血管对腺苷及其类似物的反应由四种腺苷受体(AR)介导,即A(1)、A(2A)、A(2B)和A(3)。A(2A)AR和/或A(2B)AR参与腺苷介导的冠状动脉和主动脉床血管舒张。然而,A(1)AR在血管张力调节中的作用尚未得到充分证实。本研究的目的是确定A(1)AR在腺苷介导的血管张力调节中的作用。使用A(1)AR基因敲除[A(1)AR((-/-))]小鼠和现有的药理学工具来阐明A(1)AR的功能以及这些受体对血管张力调节的影响。
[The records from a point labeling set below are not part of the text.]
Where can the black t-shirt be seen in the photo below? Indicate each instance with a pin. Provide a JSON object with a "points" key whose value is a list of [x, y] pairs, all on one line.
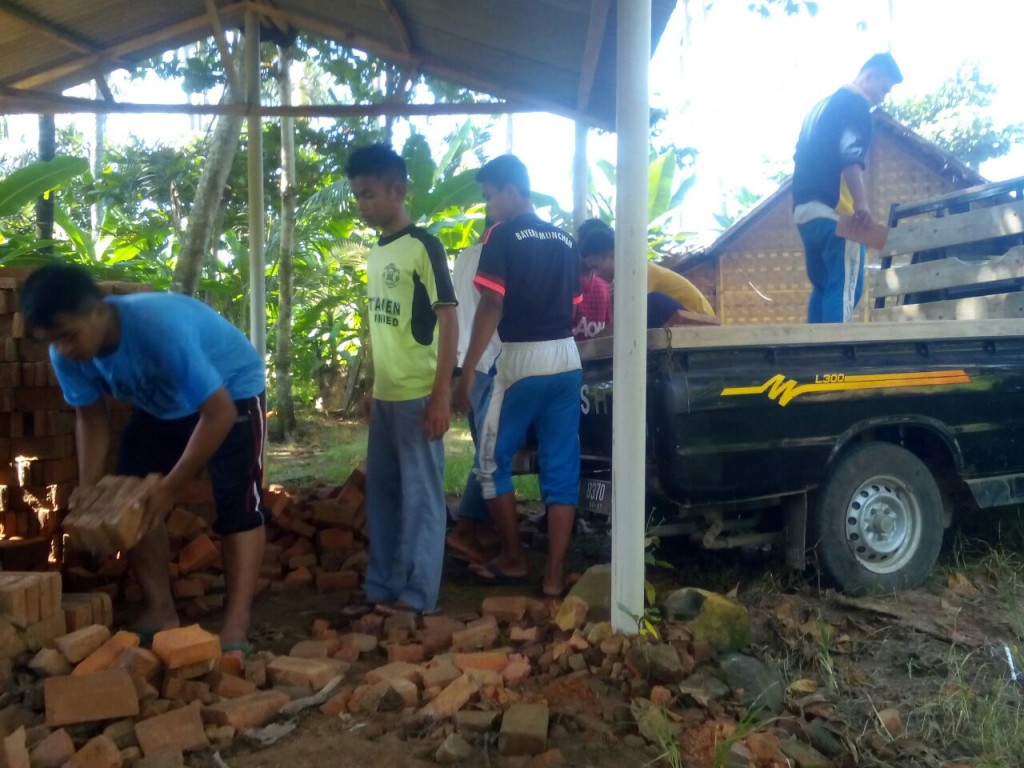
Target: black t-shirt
{"points": [[836, 134], [536, 266]]}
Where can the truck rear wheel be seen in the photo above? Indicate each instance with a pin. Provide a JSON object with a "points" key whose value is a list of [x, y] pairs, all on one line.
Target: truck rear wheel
{"points": [[878, 523]]}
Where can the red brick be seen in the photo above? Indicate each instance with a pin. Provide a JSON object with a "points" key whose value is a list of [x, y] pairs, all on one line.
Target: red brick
{"points": [[396, 671], [79, 644], [314, 648], [412, 653], [99, 752], [299, 578], [183, 589], [337, 704], [524, 729], [308, 673], [506, 608], [178, 730], [516, 671], [452, 698], [53, 751], [49, 663], [334, 540], [230, 686], [13, 750], [494, 660], [87, 698], [185, 645], [103, 656], [247, 712], [141, 664], [477, 635], [337, 581], [200, 553]]}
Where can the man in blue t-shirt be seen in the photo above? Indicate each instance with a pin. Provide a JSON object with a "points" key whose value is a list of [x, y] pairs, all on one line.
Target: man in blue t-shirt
{"points": [[197, 386], [528, 279], [828, 180]]}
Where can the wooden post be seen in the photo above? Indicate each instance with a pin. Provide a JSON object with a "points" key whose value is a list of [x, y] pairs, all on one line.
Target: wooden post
{"points": [[257, 282], [581, 178], [630, 345]]}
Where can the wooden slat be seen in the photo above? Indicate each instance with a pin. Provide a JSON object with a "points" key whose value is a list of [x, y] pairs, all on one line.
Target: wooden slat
{"points": [[979, 307], [955, 229], [718, 337], [951, 272]]}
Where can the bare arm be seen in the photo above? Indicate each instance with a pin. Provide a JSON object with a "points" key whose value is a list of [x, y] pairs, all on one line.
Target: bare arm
{"points": [[216, 418], [488, 312], [436, 416], [853, 175]]}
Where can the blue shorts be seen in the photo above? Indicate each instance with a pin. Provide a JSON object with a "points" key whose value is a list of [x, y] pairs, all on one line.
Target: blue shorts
{"points": [[524, 397], [152, 444]]}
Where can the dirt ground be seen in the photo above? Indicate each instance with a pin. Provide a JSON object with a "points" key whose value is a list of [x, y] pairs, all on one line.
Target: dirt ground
{"points": [[914, 679], [906, 680]]}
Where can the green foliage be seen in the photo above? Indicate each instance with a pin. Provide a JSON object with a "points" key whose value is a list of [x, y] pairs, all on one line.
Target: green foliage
{"points": [[670, 177], [28, 183], [956, 117]]}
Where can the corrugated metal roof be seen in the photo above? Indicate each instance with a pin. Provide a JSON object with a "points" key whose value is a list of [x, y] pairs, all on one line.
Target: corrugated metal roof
{"points": [[557, 55]]}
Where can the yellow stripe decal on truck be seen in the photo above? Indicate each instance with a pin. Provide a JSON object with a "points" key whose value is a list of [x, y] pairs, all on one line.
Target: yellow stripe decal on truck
{"points": [[782, 390]]}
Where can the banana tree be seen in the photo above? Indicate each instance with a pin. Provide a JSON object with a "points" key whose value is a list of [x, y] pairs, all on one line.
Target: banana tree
{"points": [[18, 245], [670, 177]]}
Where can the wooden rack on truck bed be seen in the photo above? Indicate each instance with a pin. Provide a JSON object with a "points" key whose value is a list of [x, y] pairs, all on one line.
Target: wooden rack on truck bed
{"points": [[958, 256]]}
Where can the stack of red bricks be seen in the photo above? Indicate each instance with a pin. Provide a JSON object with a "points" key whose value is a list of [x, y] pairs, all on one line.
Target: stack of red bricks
{"points": [[317, 536], [316, 539], [38, 468], [90, 699], [34, 610]]}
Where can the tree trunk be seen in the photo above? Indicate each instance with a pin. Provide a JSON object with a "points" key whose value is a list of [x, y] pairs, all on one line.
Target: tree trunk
{"points": [[199, 235], [98, 150], [44, 206], [284, 425]]}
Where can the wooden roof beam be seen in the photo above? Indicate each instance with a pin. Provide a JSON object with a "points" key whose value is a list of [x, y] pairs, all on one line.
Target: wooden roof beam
{"points": [[323, 28], [592, 51], [399, 25], [52, 31], [115, 53], [15, 100], [233, 81]]}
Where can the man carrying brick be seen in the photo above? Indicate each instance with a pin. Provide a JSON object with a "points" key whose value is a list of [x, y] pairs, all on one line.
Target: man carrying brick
{"points": [[414, 334], [197, 387], [528, 280]]}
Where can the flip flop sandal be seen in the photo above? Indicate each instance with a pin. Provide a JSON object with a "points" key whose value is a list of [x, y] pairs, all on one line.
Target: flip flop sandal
{"points": [[246, 649], [493, 574], [359, 608]]}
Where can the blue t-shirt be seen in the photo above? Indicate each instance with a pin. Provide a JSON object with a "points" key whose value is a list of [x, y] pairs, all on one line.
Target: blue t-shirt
{"points": [[174, 352]]}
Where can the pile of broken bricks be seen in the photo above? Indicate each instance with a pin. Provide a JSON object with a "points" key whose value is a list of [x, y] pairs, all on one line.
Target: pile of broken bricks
{"points": [[522, 676], [525, 675]]}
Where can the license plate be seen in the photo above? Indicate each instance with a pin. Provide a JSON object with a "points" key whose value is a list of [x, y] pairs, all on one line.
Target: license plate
{"points": [[595, 496]]}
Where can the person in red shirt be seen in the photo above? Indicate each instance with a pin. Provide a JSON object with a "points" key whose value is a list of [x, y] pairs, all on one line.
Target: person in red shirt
{"points": [[593, 313]]}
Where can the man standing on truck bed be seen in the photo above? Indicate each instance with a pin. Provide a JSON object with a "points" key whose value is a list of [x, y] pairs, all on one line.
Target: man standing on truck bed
{"points": [[828, 181], [528, 279]]}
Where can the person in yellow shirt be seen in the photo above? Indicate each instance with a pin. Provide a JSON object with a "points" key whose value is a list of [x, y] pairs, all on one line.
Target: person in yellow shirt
{"points": [[598, 254]]}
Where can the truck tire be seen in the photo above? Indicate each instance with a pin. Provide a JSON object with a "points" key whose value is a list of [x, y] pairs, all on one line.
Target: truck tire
{"points": [[878, 521]]}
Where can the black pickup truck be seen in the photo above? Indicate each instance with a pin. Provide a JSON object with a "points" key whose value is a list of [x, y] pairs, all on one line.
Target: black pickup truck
{"points": [[853, 444]]}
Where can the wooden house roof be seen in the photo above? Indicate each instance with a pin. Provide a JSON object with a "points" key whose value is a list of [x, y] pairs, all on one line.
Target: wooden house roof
{"points": [[555, 55], [943, 164]]}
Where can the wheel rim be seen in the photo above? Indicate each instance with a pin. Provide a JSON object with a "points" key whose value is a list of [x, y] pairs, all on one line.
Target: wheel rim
{"points": [[883, 524]]}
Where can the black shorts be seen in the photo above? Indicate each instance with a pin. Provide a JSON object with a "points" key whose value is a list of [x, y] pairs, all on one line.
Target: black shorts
{"points": [[152, 444]]}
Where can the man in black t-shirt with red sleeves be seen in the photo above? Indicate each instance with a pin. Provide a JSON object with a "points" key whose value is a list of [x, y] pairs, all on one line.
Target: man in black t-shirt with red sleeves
{"points": [[528, 281]]}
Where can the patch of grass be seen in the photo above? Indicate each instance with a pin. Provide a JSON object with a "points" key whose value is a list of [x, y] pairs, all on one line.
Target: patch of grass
{"points": [[327, 450], [980, 711]]}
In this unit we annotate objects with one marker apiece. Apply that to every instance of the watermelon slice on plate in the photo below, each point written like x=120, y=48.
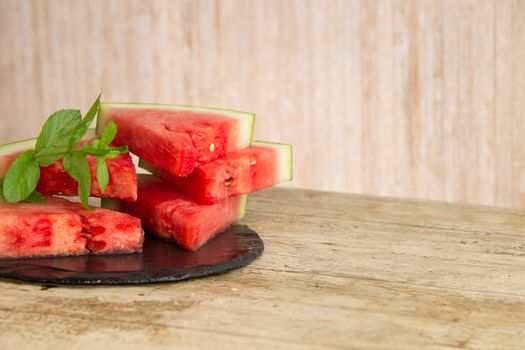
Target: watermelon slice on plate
x=174, y=137
x=174, y=216
x=262, y=165
x=61, y=227
x=54, y=180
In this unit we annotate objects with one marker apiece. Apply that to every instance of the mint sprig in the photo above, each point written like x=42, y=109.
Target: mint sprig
x=58, y=139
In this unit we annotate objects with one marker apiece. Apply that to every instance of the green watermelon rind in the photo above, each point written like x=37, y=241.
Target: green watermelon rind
x=114, y=204
x=247, y=119
x=24, y=145
x=285, y=167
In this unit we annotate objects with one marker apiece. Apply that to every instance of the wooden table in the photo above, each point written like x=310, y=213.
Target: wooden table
x=339, y=271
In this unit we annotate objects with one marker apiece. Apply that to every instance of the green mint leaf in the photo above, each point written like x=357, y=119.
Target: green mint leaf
x=108, y=135
x=96, y=144
x=77, y=167
x=83, y=126
x=21, y=178
x=102, y=174
x=36, y=197
x=53, y=139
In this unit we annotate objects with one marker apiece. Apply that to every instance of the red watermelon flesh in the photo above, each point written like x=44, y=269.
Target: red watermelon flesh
x=171, y=215
x=262, y=165
x=177, y=138
x=55, y=181
x=59, y=227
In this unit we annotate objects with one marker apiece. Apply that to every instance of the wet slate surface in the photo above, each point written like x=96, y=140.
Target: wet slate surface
x=160, y=261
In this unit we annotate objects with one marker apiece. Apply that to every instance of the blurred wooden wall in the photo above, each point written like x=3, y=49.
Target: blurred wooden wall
x=404, y=98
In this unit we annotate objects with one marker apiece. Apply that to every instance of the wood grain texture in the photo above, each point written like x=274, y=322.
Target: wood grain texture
x=413, y=98
x=339, y=271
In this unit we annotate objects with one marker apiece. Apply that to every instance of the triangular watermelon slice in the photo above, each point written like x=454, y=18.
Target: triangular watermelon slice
x=262, y=165
x=172, y=215
x=175, y=137
x=61, y=227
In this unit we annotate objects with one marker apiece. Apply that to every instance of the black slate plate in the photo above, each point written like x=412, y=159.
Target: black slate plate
x=160, y=261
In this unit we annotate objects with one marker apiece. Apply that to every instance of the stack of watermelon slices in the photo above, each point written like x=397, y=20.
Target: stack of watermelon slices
x=204, y=164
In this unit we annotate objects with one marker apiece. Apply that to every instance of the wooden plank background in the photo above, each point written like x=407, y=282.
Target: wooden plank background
x=405, y=98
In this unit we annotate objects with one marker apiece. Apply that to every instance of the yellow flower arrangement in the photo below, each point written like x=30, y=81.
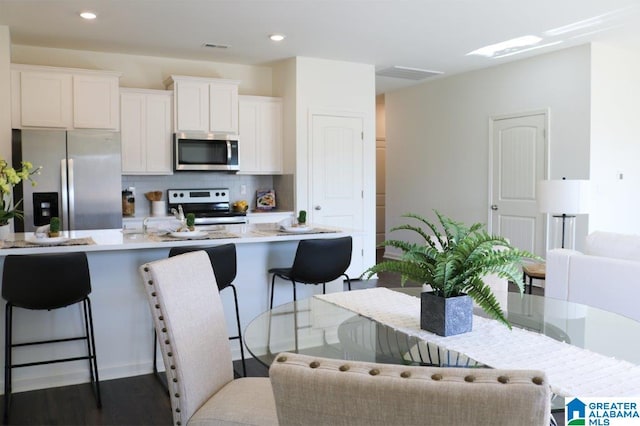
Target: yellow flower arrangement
x=10, y=177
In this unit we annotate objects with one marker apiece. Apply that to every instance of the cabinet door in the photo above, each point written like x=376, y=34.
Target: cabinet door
x=271, y=133
x=146, y=133
x=95, y=102
x=248, y=131
x=192, y=106
x=158, y=132
x=45, y=99
x=223, y=108
x=132, y=133
x=260, y=135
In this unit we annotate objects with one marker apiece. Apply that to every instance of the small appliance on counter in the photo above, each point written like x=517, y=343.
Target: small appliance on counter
x=265, y=199
x=211, y=206
x=158, y=206
x=128, y=202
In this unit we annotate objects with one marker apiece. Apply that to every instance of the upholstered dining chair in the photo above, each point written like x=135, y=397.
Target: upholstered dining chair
x=189, y=319
x=223, y=258
x=318, y=391
x=317, y=261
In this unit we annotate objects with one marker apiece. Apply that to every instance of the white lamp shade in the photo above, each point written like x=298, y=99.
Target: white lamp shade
x=563, y=196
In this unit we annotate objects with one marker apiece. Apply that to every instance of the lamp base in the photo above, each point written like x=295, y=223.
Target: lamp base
x=563, y=232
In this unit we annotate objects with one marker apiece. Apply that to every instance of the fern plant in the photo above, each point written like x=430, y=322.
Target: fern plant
x=454, y=260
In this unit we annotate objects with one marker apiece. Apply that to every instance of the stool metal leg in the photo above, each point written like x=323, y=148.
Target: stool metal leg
x=7, y=360
x=239, y=336
x=273, y=283
x=91, y=346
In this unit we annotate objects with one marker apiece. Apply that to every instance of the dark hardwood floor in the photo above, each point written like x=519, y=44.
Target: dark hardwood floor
x=140, y=400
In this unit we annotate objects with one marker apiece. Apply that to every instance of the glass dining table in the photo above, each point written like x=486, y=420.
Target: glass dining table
x=316, y=327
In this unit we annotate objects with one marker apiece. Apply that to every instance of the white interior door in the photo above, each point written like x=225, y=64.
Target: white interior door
x=519, y=147
x=336, y=176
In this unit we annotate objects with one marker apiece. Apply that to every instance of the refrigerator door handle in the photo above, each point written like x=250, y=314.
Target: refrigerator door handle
x=72, y=210
x=63, y=193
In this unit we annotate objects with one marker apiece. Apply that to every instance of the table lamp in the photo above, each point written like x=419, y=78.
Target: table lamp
x=564, y=199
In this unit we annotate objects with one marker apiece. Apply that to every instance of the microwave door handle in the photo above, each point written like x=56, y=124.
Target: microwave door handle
x=63, y=193
x=72, y=210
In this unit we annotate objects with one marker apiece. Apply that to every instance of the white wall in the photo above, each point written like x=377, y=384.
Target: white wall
x=438, y=132
x=615, y=138
x=318, y=85
x=5, y=93
x=146, y=72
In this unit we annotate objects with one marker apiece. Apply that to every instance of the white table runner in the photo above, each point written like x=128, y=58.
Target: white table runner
x=571, y=371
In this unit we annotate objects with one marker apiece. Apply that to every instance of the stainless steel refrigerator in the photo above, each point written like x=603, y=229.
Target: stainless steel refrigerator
x=80, y=180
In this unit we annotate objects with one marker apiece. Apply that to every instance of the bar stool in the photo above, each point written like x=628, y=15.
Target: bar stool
x=317, y=261
x=47, y=282
x=224, y=263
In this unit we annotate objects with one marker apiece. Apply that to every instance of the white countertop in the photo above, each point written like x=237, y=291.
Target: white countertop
x=116, y=239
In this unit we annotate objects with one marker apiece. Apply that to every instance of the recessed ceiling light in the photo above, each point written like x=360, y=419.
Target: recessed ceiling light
x=88, y=15
x=506, y=47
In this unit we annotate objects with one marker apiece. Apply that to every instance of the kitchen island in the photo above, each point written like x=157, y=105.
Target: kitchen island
x=121, y=315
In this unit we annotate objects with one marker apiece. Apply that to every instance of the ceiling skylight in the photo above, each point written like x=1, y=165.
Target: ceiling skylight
x=507, y=47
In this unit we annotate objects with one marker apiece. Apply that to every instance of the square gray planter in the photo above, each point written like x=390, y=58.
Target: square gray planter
x=446, y=316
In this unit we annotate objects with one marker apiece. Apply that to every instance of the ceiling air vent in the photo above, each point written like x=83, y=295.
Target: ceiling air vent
x=407, y=73
x=216, y=46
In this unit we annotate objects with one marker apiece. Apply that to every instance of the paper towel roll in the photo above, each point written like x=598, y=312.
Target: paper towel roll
x=158, y=208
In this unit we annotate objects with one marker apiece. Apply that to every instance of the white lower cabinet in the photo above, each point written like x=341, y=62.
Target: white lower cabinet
x=146, y=131
x=260, y=124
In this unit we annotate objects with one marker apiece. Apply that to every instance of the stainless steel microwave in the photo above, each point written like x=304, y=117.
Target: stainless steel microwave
x=205, y=152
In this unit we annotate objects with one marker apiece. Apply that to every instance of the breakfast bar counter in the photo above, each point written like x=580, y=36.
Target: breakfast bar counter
x=122, y=321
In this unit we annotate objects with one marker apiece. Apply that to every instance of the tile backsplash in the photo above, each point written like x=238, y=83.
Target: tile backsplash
x=143, y=184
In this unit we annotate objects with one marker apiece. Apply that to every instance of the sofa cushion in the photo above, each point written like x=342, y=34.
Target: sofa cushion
x=610, y=244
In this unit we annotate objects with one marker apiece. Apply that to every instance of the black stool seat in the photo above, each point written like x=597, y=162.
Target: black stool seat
x=317, y=261
x=224, y=262
x=47, y=282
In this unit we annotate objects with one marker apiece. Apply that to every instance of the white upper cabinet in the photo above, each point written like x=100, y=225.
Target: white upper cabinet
x=95, y=102
x=260, y=141
x=64, y=98
x=192, y=106
x=45, y=99
x=146, y=131
x=223, y=107
x=205, y=104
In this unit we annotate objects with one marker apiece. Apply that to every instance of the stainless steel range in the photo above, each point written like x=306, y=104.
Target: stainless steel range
x=211, y=206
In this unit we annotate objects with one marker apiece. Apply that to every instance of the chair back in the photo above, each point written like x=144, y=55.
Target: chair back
x=319, y=391
x=189, y=319
x=319, y=261
x=46, y=281
x=223, y=260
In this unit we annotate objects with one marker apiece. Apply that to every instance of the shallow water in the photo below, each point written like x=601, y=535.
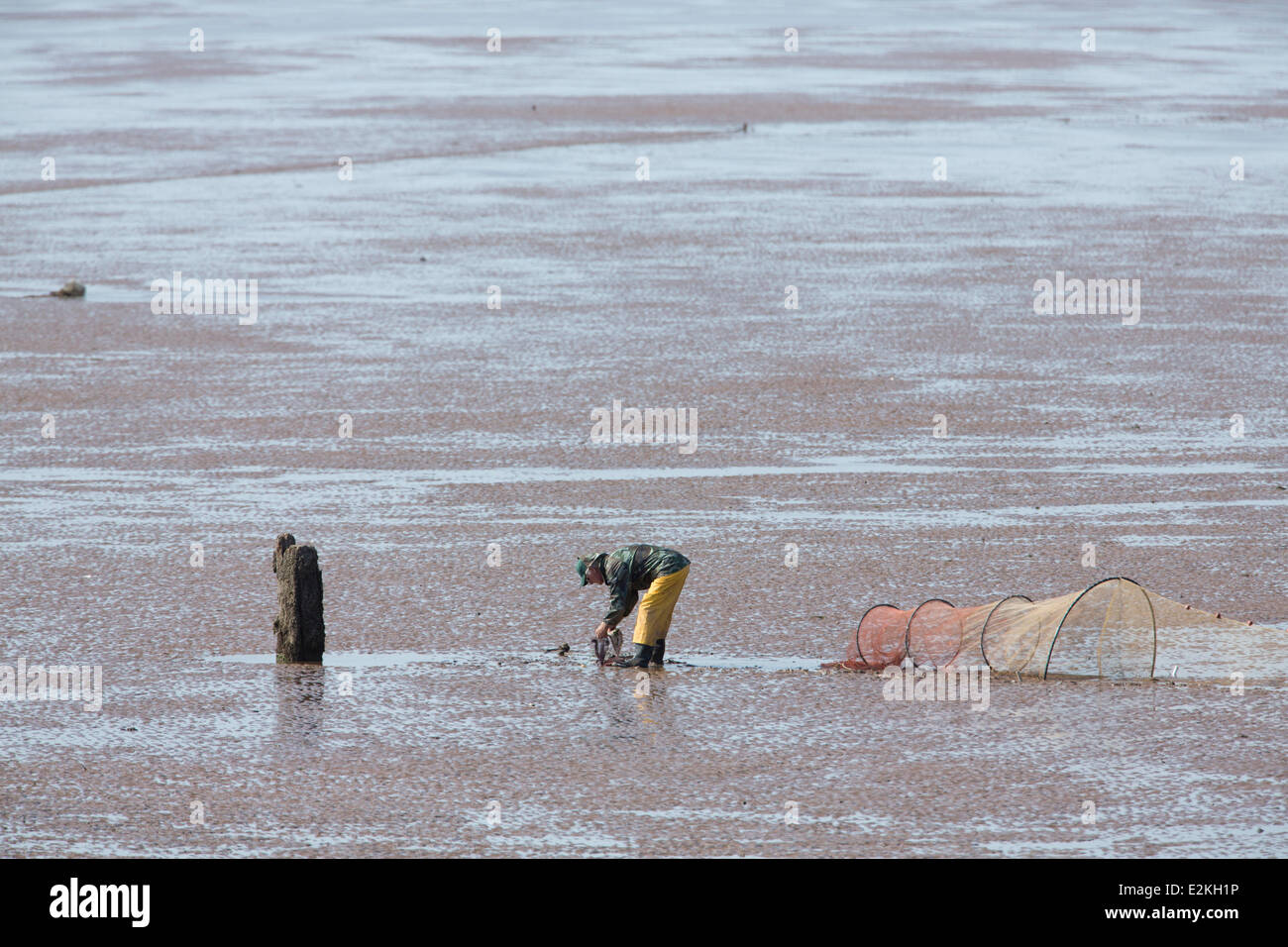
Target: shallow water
x=472, y=425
用去氧肾上腺素使来自A(1)AR((-/-))和野生型[A(1)AR((+/+))]小鼠的离体主动脉环预收缩,然后获得腺苷及其类似物5'-N-乙基-羧酰胺腺苷(NECA,非选择性)、2-氯-N(6)-环戊基腺苷(CCPA,A(1)AR选择性)、2-(2-羧乙基)苯乙胺基-5'-N-乙基羧酰胺腺苷(CGS-21680,A(2A)选择性)和2-氯-N(6)-3-碘苄基腺苷-5'-N-甲基脲苷(Cl-IBMECA,A(3)选择性)的浓度-反应曲线以确定舒张情况。在A(1)AR((+/+))环中,腺苷和NECA(0.1微摩尔)分别引起13.9±3.0%和16.4±6.4%的小收缩,0.1和1.0微摩尔的CCPA分别引起30.8±4.3%和28.1±3.9%的收缩。100纳摩尔的1,3-二丙基-8-环戊基黄嘌呤(DPCPX,选择性A(1)AR拮抗剂)消除了NECA和CCPA诱导的收缩。与A(1)AR((+/+))环相比,腺苷、NECA和CGS-21680在A(1)AR((-/-))环中使最大舒张增加,而Cl-IBMECA在A(1)AR((+/+))或A(1)AR((-/-))环中均未引起收缩。1.0微摩尔的CCPA诱导的收缩被磷脂酶C抑制剂U-73122消除。这些数据表明,A(1)AR的激活通过磷脂酶C途径导致血管平滑肌收缩,并对其他腺苷受体亚型介导的血管舒张产生负调节作用。